The team at Dunamu mentions how they are encouraged by MAS’s attitude
towards cryptocurrency regulation and the vision of the country’s
government to establish a strong crypto and blockchain sector. They also
believe Singapore could be a bridge between Korea and the global
cryptocurrency exchange market.
From a high level, the supply of crypto projects and trading volume in
Singapore is certainly strong, and the demand also appears abundant.
Following China’s ICO ban in late 2017, Singapore has become home to
many financial institutions that can serve as potential investors for
ICOs.
As recently featured on the China Money Network, Li Dongmei wrote that:
What is supporting such optimism is the quiet preparation of capital
on a massive scale getting ready to act the “All In Crypto” mantra. “In
recent months, there have been over a thousand foundations being
established in Singapore by Chinese nationals,” said Chen Xianhui, an
agent specialized in helping Chinese clients to register foundations in
Singapore. Most of these newly established foundations are used setting
up various token investments funds.
Singapore has become the first choice when crypto companies from both
the West and the East are initially scoping out their market strategies
in Asia, and companies want an overarching idea of what’s going on in
the cryptocurrency world in the region.
In fact, it’s often the case that Southeast Asian crypto companies and
leaders gather in Singapore before they go off and do crypto businesses
in their own countries. It’s the place for one wants to tap all of the
Asian crypto markets in one single physical location.
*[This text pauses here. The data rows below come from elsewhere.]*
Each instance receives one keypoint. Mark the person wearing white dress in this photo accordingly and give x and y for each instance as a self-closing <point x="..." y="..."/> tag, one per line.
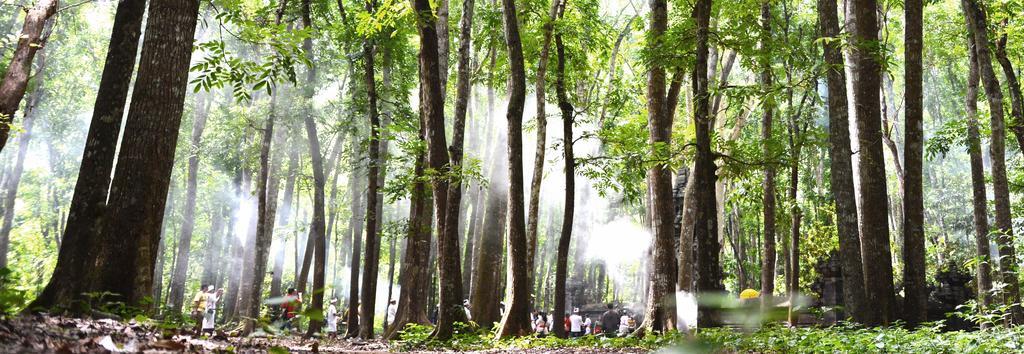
<point x="210" y="314"/>
<point x="332" y="318"/>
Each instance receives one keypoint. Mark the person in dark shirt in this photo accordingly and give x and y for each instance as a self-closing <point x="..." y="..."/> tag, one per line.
<point x="610" y="321"/>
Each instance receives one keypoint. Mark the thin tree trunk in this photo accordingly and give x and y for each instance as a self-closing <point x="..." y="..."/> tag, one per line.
<point x="768" y="204"/>
<point x="72" y="275"/>
<point x="516" y="319"/>
<point x="286" y="213"/>
<point x="178" y="274"/>
<point x="1014" y="87"/>
<point x="14" y="179"/>
<point x="15" y="80"/>
<point x="373" y="248"/>
<point x="542" y="135"/>
<point x="980" y="205"/>
<point x="566" y="234"/>
<point x="660" y="311"/>
<point x="1000" y="188"/>
<point x="708" y="248"/>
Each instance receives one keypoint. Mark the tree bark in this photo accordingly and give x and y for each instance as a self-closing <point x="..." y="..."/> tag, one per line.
<point x="432" y="107"/>
<point x="566" y="234"/>
<point x="873" y="194"/>
<point x="914" y="288"/>
<point x="15" y="80"/>
<point x="842" y="165"/>
<point x="146" y="155"/>
<point x="284" y="217"/>
<point x="996" y="149"/>
<point x="980" y="205"/>
<point x="72" y="275"/>
<point x="176" y="296"/>
<point x="542" y="135"/>
<point x="373" y="247"/>
<point x="708" y="266"/>
<point x="768" y="203"/>
<point x="660" y="311"/>
<point x="516" y="319"/>
<point x="13" y="180"/>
The proof is in
the data: in 2017, Singapore ascended to the number three market for ICO
issuance based on the number of funds raised, trailing the United
States and Switzerland.
Crypto is thriving due to regulator openness
The Monetary Authority of Singapore (MAS) takes a very practical
approach to crypto. Currently, MAS divides digital tokens into utility
tokens, payments tokens, and securities. In Asia, only Singapore and
Thailand currently have such detailed classifications.
While speaking at Consensus Singapore this week, Damien Pang,
Singapore’s Technology Infrastructure Office under the FinTech &
Innovation Group (FTIG), said that “[MAS does] not regulate technology
itself but purpose,” when in conversation discussing ICOs in Singapore.
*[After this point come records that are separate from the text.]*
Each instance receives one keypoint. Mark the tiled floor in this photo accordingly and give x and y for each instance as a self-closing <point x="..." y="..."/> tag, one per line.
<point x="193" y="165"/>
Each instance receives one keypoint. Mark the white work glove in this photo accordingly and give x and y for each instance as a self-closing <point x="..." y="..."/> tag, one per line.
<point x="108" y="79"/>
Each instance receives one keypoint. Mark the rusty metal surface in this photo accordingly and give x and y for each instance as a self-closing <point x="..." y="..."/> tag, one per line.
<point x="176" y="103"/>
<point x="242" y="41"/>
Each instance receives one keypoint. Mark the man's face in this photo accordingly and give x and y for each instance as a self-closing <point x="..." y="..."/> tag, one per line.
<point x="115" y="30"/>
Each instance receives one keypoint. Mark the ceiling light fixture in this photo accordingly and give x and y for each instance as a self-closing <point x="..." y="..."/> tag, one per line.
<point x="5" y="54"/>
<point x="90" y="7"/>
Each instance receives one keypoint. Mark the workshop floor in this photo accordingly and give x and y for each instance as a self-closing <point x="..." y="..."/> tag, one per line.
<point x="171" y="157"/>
“The MAS takes a close look at the characteristics of the tokens, in the
past, at the present, and in the future, instead of just the technology
built on”.
Additionally, Pang mentioned that MAS does not intend to regulate
utility tokens. Nevertheless, they are looking to regulate payment
tokens that have a store of value and payment properties by passing a
service bill by the end of the year. They are also paying attention to
any utility or payment tokens with security features (i.e. a promise of
future earnings, which will be regulated as such).
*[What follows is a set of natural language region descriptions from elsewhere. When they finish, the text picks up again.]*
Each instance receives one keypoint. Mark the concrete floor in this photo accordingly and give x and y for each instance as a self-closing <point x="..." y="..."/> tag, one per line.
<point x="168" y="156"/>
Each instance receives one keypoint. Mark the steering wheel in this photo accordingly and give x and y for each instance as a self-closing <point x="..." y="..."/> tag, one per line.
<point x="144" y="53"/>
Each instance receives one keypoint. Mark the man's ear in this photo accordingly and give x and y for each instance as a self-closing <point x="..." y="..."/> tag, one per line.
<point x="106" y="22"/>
On the technology front, since 2017, Singapore authorities have been
looking to use distributed ledger technology to boost the efficiency of
settling cross-bank financial transactions. They believe that blockchain
technology offers the potential to make trade finance safer and more
efficient.
When compared to other Asia crypto hubs like Hong Kong, Seoul, or
Shanghai, Singapore can expose one to the Southeast Asia market
significantly more. I believe market activity will likely continue to
thrive in the region as the country continues to act as the springboard
for cryptocurrency companies and investors, and until countries like
Korea and Japan establish a clear regulatory stance.